Managing Long Sessions
AI context windows are large but not infinite. As sessions get long, AI starts to lose track of earlier context and makes mistakes based on incomplete information.
Signs your session is too long:
- AI starts contradicting decisions it made earlier
- AI suggests using libraries it was told not to use
- AI generates code inconsistent with the existing patterns
- AI's responses get slower or more generic
Fix: start a new session. The context file (CLAUDE.md / .cursorrules) restores the project-level context. Begin fresh with a focused question about the specific next task.
Testing with AI
You do not need 100% test coverage as a vibe coder. But you need some verification at each step:
- API endpoints: Test with curl or Thunder Client immediately after building
- Database operations: Open Prisma Studio and verify the data looks right
- UI flows: Click through the actual user flow in the browser after each increment
- Edge cases: Ask AI: "What are the ways this could fail?

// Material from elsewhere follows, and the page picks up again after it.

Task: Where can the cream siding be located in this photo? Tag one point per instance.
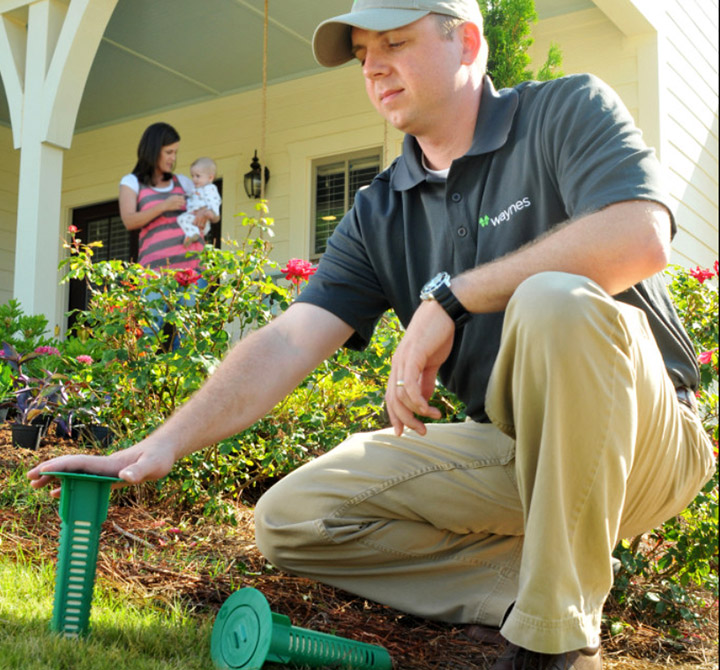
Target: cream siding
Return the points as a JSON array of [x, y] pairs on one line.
[[689, 77], [328, 113], [307, 118], [9, 168], [669, 82]]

Show me how to test them."
What to Learn Next
- AI Prompting Guide for Coders — The prompting techniques that make this workflow efficient.
- What Is a CLAUDE.md File? — Setting up your context file for Phase 2.
- What Is Git? — The safety net that makes fearless AI coding possible.
- Security Basics for AI Coders — The review checklist for catching AI-generated security issues.
Next Step
Apply this to your next feature: plan for 10 minutes before prompting, build one piece at a time (schema → backend → UI), review every AI change before accepting, and commit after each working piece. The workflow feels slower at first and ships faster in practice.
FAQ
Plan → Scaffold → Build incrementally (schema first, backend second, UI last) → Test each piece → Review every AI change before accepting → Commit frequently. The key: you are the architect, AI is the builder. Never skip the review step.
Commit before asking AI to make changes — this gives you a clean rollback point. Ask AI to list what files it plans to change before it changes them. Use git diff to review every change before committing. Keep requests small and focused on specific files.
They plan before prompting, build incrementally (one testable behavior at a time), test frequently (API before UI, manual testing at each step), maintain context files (CLAUDE.md / .cursorrules), review every AI change before accepting, and commit working states constantly.